Pure numbers of missions are not the key criteria for assessing the current state of the planetary program, of course, but the planetary science budget also took major hits in federal budget projections, down from $1.5 billion in fiscal year 2012 to $1.2 billion in 2013, with no indication of any increase coming in the next five years. While some outer planet missions remain on the books, only concept studies are approved. There has also been a modest investment in technology development to support planetary exploration, such as the development of the Advanced Stirling Radioisotope Generator that is necessary for outer planetary missions and the restarting of the plutonium-238 production line.
Since the 1990s, America has participated in a golden age of scientific discovery about the solar system, made possible by coordinated efforts to create expansive, challenging and engaging programs — such as the “Follow the Water” agenda for Mars — that have benefited everyone from the millions of students jazzed by the latest images from the martian surface to elders who reflect on how we have advanced and altered our understanding of the cosmos in their lifetimes.
In the critically acclaimed television situation comedy “Sports Night,” about a team that produced a nightly cable sports broadcast, one episode in 2001 included a powerful statement that relates directly to NASA’s planetary science program. Actor Robert Guillaume announced on the show, “You put an X anyplace in the solar system, and the engineers at NASA can land a spacecraft on it.” Through 50 years of planetary exploration that began with Mariner 2, NASA scientists and engineers have engaged in the stunning feats — Curiosity’s landing is only the most recent — that Guillaume spoke about.
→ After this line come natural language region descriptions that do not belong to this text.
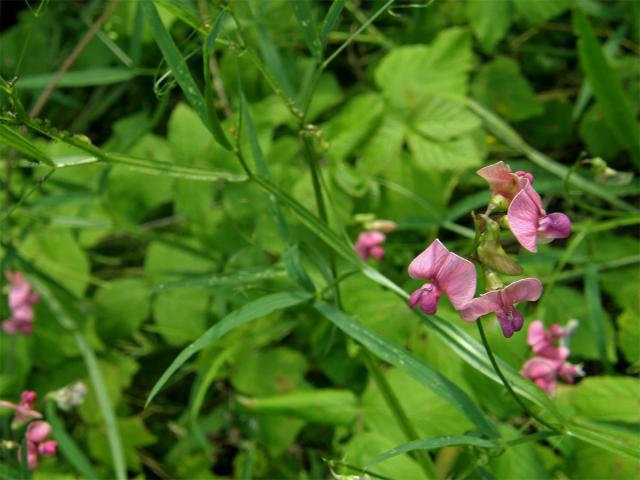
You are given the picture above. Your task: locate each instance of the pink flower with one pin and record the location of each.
(24, 410)
(368, 244)
(551, 359)
(529, 222)
(447, 273)
(502, 303)
(21, 298)
(37, 443)
(503, 181)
While I hope I am wrong, I am concerned that there may not be many more “X marks the spot” planetary missions in the near future. Will efforts be expansive and engaging, as in the past, or limited and passé, as seems to be the direction we are presently heading. Since the results of decisions taken today may not be felt for several years, what are the prospects in planetary exploration into the 2020s and thereafter? Do we accept those decisions, and if not, what are we to do about it?
Roger D. Launius is a senior curator at the National Air and Space Museum of the Smithsonian Institution in Washington.